ROYAL GRAMMAR SCHOOL, HIGH WYCOMBE
SPEECH DAY 1964
(I don't have a programme for this but have scanned what appears in the September 1964 Wycombiensian)
After last year’s belated event, the 1964 Speech Day was held towards the end of the Summer Term as is usual, on July 10th. The guest of honour was Dr. W. Oakeshott, M.A., the Vice-Chancellor of Oxford University and the Rector of Lincoln College.
It was an ideal day for such an event, since for once the usually inclement British weather had given way to brilliant sunshine. The principal guests inspected the proficient guard of honour to the accompaniment of the School Band, complete with pipers. Everyone adjourned then to the Queen’s Hall, where the speakers addressed many parents and Sixth Form boys. The speeches were also relayed by loudspeaker to the quadrangle, where the main and junior schools were seated.
The first to speak was Alderman R. P. Clarke, Chairman of the Board of Governors. First, he felt it was necessary to clarify the situation concerning the school swimming pool: because of a clerical error the swimming pool was omitted from the original contract for the new buildings which were completed last year. As a result of this, the cost originally estimated was found to be inadequate, and this meant a further contribution from the school of £900, though naturally only the parents of the boys not present at the school at the time of the 1960 appeal would be asked to contribute.
The Chairman thought he ought to mention that the Board had finally, if reluctantly, decided to accept the resignation of the Headmaster at the end of the next school year. He felt sure that everyone would be saddened at relinquishing the man under whose guidance the school had reached such academic heights.
The Headmaster began his report be welcoming the guest of honour not only as a distinguished academic figure but as an old personal friend. As Vice-Chancellor of the “oldest and greatest University in the world” perhaps he more than any other was in a position to measure the success of the school. He then welcomed another old friend, the Rev. A. L. Evan Hopkins, who had come to preach at the Commemoration service later in the day.
He paid tribute to the Governors the school had lost, and to Staff who were leaving. It was a sad blow to learn of the death of Mr. P. C. Raffety; he thanked Wing Commander Currall and Rear-Admiral Skelton, who were leaving the Board after valuable service, and then welcomed Mr. John Prior, Mr. C. B. Bowler and Mr. O. S. Puckle to the Governing Body.

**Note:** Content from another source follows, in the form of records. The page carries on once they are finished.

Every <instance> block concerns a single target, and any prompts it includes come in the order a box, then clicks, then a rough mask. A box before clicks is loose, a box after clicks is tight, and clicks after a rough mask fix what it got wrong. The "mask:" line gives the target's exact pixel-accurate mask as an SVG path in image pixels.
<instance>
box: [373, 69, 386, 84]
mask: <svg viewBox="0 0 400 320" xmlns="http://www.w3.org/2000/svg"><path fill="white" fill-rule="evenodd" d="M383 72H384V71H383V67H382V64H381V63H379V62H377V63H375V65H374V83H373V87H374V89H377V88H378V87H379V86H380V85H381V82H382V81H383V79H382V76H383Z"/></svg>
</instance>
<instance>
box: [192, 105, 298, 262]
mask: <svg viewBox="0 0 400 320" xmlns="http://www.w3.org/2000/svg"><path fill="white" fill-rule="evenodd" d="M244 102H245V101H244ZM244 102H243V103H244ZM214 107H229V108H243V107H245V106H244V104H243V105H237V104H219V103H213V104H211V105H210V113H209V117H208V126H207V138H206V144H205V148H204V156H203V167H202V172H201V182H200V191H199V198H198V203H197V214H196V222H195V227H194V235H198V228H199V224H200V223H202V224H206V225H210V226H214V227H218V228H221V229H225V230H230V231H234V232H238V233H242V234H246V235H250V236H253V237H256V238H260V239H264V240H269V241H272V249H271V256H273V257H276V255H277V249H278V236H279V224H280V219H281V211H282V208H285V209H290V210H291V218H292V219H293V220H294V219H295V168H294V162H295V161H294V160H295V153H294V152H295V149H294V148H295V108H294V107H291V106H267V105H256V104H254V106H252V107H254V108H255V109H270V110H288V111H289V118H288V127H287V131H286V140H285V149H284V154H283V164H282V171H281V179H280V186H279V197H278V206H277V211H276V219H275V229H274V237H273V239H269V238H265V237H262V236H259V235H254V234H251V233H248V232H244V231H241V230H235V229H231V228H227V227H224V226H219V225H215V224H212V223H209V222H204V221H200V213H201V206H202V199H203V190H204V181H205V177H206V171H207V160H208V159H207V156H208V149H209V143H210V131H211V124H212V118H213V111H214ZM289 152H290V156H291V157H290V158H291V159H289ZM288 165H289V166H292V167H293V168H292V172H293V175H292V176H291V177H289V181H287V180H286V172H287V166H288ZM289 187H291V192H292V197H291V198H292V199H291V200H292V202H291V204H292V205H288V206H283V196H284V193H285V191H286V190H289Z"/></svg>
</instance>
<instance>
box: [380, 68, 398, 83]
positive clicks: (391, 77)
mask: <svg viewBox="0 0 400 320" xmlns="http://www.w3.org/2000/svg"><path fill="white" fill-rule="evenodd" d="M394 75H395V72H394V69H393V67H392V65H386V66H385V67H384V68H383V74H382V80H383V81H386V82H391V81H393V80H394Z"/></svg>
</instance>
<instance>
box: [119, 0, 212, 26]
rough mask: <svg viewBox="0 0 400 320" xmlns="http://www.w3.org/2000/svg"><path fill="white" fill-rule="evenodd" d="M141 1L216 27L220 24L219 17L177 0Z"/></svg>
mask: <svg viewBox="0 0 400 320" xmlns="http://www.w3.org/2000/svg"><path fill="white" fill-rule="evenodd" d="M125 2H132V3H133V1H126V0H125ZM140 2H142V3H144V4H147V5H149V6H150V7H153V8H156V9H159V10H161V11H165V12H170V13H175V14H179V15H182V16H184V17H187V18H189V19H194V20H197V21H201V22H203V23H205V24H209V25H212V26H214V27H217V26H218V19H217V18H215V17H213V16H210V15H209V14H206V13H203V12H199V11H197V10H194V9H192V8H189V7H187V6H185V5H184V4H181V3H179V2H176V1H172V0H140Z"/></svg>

Passing on to the Staff, he told the school that Mr. P. L. Jones, who joined the Staff in 1917, was retiring, as was Mr. A. S. Hett, who had completed twenty years on the teaching staff. Also, a great number of other masters were leaving for senior appointments and he wished them well in their new jobs.
The Headmaster then mentioned the solid academic achievement maintained throughout the year, which resulted in a large score of successes at “A” Level by Sixth Form boys. He praised those who had left to continue their studies at universities, and in particular the boys who had distinguished themselves by gaining Open Awards at Oxford and Cambridge.
Finally, the Headmaster touched upon a subject that is currently being discussed – the movement towards a reconstruction of secondary education. He felt it would do enormous damage, after winning a nationwide reputation for academic work of the highest order, to precipitate such changes as the age of entry, or the type of boy the school had been conditioned to accept.
After distributing the prizes, Dr. Oakeshott delivered a most pleasant and concise speech. He began by praising the excellence of turnout of the Guard of Honour and the school generally. He then discussed the question of leadership, asking boys to remember to examine their own decisions, to seek within themselves when things go wrong, and to understand the motives of the people they are dealing with.
To wind up the main proceedings a vote of thanks was proposed by Alderman Mrs. C. L. Lovelock-Jones. Parents and boys then dispersed for tea, watched a demonstration by the C.C.F., and visited the exhibitions staged by school societies throughout the school.
At 6.00 p.m. the Commemoration service was held in the parish church, where the sermon was preached by the Rev. A. L. Evan Hopkins. A similar service was also held in the Roman Catholic Church.